Proposed Policy Resolutions

  1. Strengthening Labor Protections and Workplace Safety
    Government representatives committed to reviewing existing labour laws to address the vulnerabilities of women farmworkers. Proposed interventions include stricter enforcement of anti-harassment policies, improved workplace safety standards, and establishing grievance mechanisms accessible to rural women.
  2. Gender-Responsive Agricultural and Land Policies
    There was a strong call for integrating gender-sensitive training and protections into agricultural development programs. Policies must ensure women farmers have access to land, credit, and agricultural markets, reducing their economic dependency and vulnerability to GBV.
  3. Bridging the Gap Between Policy and Implementation
    The policy failures discussed at the roundtable highlighted the need for a national monitoring framework that tracks gendered violence, labour rights violations, and food insecurity in agricultural spaces. To strengthen oversight mechanisms, a collaborative approach between government, civil society, and academic institutions was proposed.
  4. Integrating Food Security into GBV Prevention Strategies
    Recognizing hunger as a form of structural violence will ensure that interventions should address the economic conditions that make women vulnerable to exploitation and abuse.
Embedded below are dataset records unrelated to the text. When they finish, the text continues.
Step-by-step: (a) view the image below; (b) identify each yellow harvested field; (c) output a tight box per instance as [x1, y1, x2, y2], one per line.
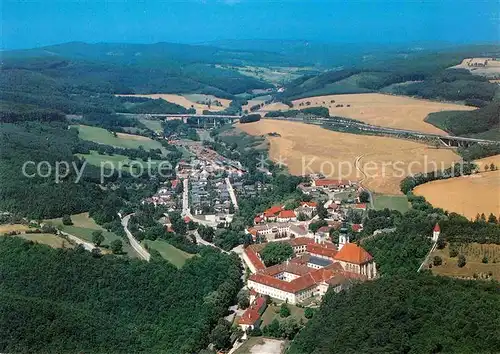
[258, 102, 291, 113]
[116, 94, 231, 114]
[474, 154, 500, 171]
[451, 58, 500, 78]
[0, 224, 31, 233]
[288, 93, 475, 134]
[414, 170, 500, 219]
[238, 119, 460, 194]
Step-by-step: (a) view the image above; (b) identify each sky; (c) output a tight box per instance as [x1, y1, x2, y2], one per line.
[1, 0, 499, 50]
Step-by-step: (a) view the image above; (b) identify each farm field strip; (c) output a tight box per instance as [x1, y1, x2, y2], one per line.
[117, 93, 231, 114]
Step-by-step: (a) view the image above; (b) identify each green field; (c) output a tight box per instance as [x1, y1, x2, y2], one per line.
[373, 194, 410, 213]
[139, 118, 164, 133]
[143, 239, 194, 268]
[73, 124, 164, 150]
[76, 150, 165, 171]
[17, 233, 72, 249]
[46, 213, 137, 257]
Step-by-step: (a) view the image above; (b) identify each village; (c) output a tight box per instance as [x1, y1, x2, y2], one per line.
[139, 130, 379, 344]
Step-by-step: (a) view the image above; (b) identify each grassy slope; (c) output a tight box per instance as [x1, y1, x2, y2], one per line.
[373, 194, 410, 213]
[46, 213, 137, 257]
[74, 124, 164, 150]
[143, 239, 194, 268]
[76, 150, 164, 170]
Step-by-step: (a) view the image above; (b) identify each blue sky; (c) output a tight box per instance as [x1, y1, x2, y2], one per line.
[2, 0, 499, 49]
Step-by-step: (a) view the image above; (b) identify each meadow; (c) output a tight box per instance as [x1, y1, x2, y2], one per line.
[46, 213, 137, 257]
[238, 119, 460, 194]
[76, 150, 164, 171]
[373, 194, 410, 213]
[430, 242, 500, 281]
[142, 239, 194, 268]
[73, 124, 164, 151]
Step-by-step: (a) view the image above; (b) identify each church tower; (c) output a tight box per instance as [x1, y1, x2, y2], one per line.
[338, 233, 349, 250]
[432, 223, 440, 242]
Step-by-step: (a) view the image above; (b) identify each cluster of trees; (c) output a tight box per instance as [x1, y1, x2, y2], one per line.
[0, 237, 242, 353]
[265, 106, 330, 118]
[130, 208, 199, 254]
[239, 114, 261, 123]
[458, 143, 500, 161]
[440, 212, 500, 244]
[78, 112, 147, 132]
[163, 119, 199, 141]
[361, 208, 402, 235]
[289, 274, 500, 354]
[260, 242, 294, 266]
[400, 162, 476, 194]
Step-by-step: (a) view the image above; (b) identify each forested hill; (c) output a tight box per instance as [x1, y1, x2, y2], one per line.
[289, 275, 500, 354]
[0, 237, 242, 353]
[0, 42, 276, 114]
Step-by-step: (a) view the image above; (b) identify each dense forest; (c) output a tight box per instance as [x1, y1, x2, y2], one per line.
[425, 102, 500, 139]
[0, 237, 242, 354]
[0, 120, 104, 218]
[289, 274, 500, 354]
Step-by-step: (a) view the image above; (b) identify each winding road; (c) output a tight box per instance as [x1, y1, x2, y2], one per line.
[121, 213, 151, 261]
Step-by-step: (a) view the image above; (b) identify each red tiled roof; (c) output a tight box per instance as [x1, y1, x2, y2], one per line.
[317, 226, 331, 233]
[244, 246, 266, 271]
[171, 179, 179, 189]
[254, 216, 262, 224]
[301, 201, 317, 207]
[184, 216, 192, 223]
[289, 237, 315, 247]
[352, 224, 363, 232]
[307, 242, 337, 259]
[334, 243, 373, 264]
[314, 179, 349, 187]
[434, 223, 440, 232]
[328, 203, 339, 210]
[249, 262, 356, 294]
[238, 297, 266, 325]
[278, 210, 296, 219]
[265, 205, 283, 215]
[355, 203, 367, 209]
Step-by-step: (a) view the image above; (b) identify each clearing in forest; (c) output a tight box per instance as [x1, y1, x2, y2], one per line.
[73, 125, 164, 151]
[142, 239, 194, 268]
[267, 93, 475, 134]
[238, 119, 460, 194]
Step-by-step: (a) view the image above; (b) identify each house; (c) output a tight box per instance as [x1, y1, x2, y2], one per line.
[277, 210, 296, 222]
[238, 296, 268, 333]
[295, 201, 317, 219]
[351, 224, 363, 233]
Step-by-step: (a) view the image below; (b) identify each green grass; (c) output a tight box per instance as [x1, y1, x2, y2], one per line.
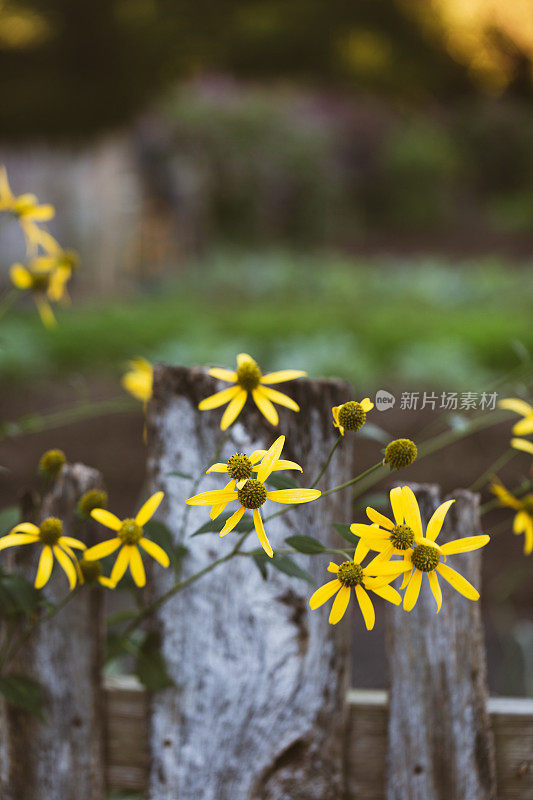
[1, 250, 531, 391]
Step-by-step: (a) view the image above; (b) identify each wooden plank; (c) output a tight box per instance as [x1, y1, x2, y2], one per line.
[104, 681, 533, 800]
[144, 366, 354, 800]
[386, 486, 496, 800]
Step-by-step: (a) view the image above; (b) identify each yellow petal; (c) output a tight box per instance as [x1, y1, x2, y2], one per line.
[329, 585, 351, 624]
[514, 511, 529, 534]
[35, 546, 54, 589]
[136, 491, 164, 526]
[98, 576, 116, 588]
[436, 563, 479, 600]
[110, 546, 131, 585]
[208, 368, 237, 382]
[399, 557, 412, 589]
[524, 520, 533, 555]
[401, 487, 423, 540]
[91, 508, 122, 530]
[250, 449, 267, 464]
[271, 459, 302, 472]
[35, 296, 57, 329]
[498, 398, 533, 417]
[186, 489, 238, 506]
[9, 522, 39, 535]
[236, 352, 255, 367]
[309, 578, 341, 608]
[265, 488, 321, 504]
[368, 582, 402, 605]
[58, 535, 86, 550]
[220, 389, 247, 430]
[139, 537, 170, 567]
[53, 546, 77, 590]
[354, 538, 370, 562]
[252, 388, 279, 426]
[366, 507, 394, 530]
[327, 562, 339, 573]
[257, 435, 285, 484]
[355, 585, 375, 630]
[260, 386, 299, 412]
[10, 264, 32, 289]
[426, 499, 455, 542]
[0, 166, 12, 201]
[350, 523, 389, 539]
[360, 398, 374, 412]
[220, 506, 245, 536]
[331, 406, 340, 425]
[253, 509, 273, 558]
[129, 546, 146, 587]
[440, 535, 490, 555]
[427, 571, 442, 613]
[403, 569, 423, 611]
[0, 533, 38, 551]
[198, 385, 240, 411]
[84, 538, 122, 560]
[490, 479, 521, 509]
[260, 369, 306, 384]
[26, 203, 55, 221]
[513, 417, 533, 436]
[512, 438, 533, 455]
[365, 560, 412, 576]
[389, 486, 404, 526]
[206, 463, 229, 474]
[122, 372, 152, 403]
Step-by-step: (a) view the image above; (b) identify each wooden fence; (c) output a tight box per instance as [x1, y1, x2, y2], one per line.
[1, 366, 532, 799]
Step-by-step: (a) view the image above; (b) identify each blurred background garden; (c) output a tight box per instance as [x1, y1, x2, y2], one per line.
[0, 0, 532, 698]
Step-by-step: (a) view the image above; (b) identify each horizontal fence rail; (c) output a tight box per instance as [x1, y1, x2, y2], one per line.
[105, 678, 533, 800]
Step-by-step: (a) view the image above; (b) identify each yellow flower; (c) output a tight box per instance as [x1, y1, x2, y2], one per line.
[121, 358, 153, 406]
[490, 478, 533, 555]
[499, 398, 533, 437]
[309, 550, 408, 628]
[0, 166, 55, 253]
[0, 517, 86, 590]
[186, 436, 320, 557]
[10, 257, 71, 328]
[199, 353, 306, 430]
[85, 492, 169, 588]
[332, 398, 374, 436]
[375, 490, 490, 613]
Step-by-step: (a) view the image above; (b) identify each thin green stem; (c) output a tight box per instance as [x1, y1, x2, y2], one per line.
[310, 437, 342, 488]
[319, 461, 384, 499]
[468, 448, 516, 492]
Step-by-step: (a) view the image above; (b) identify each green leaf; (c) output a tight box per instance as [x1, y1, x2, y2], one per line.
[143, 520, 188, 572]
[135, 632, 174, 691]
[166, 470, 193, 480]
[270, 554, 314, 585]
[285, 535, 326, 554]
[190, 512, 253, 537]
[106, 608, 139, 627]
[0, 571, 41, 619]
[0, 506, 19, 535]
[265, 473, 300, 490]
[252, 551, 269, 580]
[332, 523, 359, 547]
[354, 492, 388, 511]
[0, 675, 43, 718]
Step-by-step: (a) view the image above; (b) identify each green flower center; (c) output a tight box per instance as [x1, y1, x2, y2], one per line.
[39, 517, 63, 546]
[390, 524, 415, 550]
[38, 449, 66, 477]
[237, 479, 267, 509]
[31, 274, 50, 293]
[338, 401, 366, 431]
[338, 561, 364, 587]
[118, 519, 143, 545]
[78, 489, 108, 518]
[227, 453, 253, 481]
[237, 361, 261, 391]
[79, 558, 102, 584]
[384, 439, 418, 470]
[411, 544, 440, 572]
[521, 494, 533, 515]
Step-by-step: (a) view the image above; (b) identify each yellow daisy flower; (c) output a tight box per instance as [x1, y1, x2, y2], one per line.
[490, 478, 533, 555]
[331, 398, 374, 436]
[121, 358, 153, 406]
[0, 517, 86, 590]
[186, 435, 320, 557]
[10, 257, 71, 328]
[0, 166, 55, 253]
[199, 353, 306, 430]
[390, 491, 490, 613]
[309, 550, 408, 628]
[85, 492, 169, 588]
[499, 398, 533, 437]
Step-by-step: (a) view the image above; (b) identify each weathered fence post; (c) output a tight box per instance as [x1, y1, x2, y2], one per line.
[386, 484, 496, 800]
[145, 365, 354, 800]
[0, 463, 107, 800]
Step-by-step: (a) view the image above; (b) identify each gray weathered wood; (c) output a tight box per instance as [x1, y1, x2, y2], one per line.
[0, 463, 106, 800]
[386, 485, 496, 800]
[103, 679, 533, 800]
[145, 365, 355, 800]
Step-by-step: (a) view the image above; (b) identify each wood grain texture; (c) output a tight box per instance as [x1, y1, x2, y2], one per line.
[145, 365, 355, 800]
[385, 485, 496, 800]
[0, 463, 106, 800]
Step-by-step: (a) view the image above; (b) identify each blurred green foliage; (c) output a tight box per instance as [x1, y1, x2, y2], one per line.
[1, 252, 530, 390]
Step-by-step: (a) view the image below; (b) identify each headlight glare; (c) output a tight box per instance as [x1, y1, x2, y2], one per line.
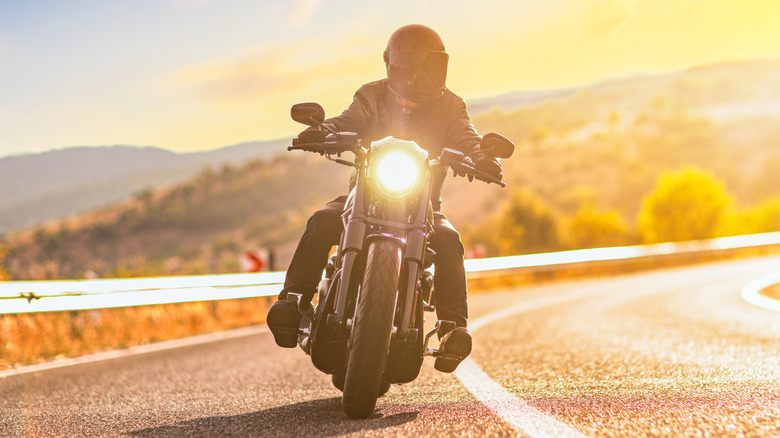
[376, 152, 419, 196]
[369, 137, 428, 200]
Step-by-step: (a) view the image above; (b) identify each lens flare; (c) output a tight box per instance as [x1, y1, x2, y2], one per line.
[376, 152, 419, 196]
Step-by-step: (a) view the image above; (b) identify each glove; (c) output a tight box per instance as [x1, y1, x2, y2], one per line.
[453, 157, 475, 181]
[474, 157, 502, 182]
[294, 128, 326, 145]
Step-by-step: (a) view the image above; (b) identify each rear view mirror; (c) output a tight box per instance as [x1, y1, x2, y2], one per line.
[480, 133, 514, 159]
[291, 103, 325, 126]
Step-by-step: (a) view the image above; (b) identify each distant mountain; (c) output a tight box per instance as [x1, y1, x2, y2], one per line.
[0, 139, 289, 233]
[469, 57, 780, 115]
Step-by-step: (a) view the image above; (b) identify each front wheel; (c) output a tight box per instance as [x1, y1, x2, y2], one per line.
[341, 239, 401, 418]
[332, 373, 391, 398]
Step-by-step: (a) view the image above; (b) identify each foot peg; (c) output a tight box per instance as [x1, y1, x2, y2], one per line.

The policy roundtable reaffirmed that food insecurity, GBV, and economic exclusion in the agricultural sector are not isolated issues but deeply interconnected legacies of South Africa’s failed peacebuilding project. Without structural reforms that recognize and address these injustices, democratic gains remain incomplete for those who experience violence and deprivation at the margins of society.

Moving forward, the challenge lies in ensuring that discussions translate into action. Stakeholders must push for policy shifts that prioritize justice, equity, and inclusivity within South Africa’s food systems. As the roundtable made clear, true transformation in agriculture must centre those most affected by its failures—women farmworkers, small-scale producers, and rural communities.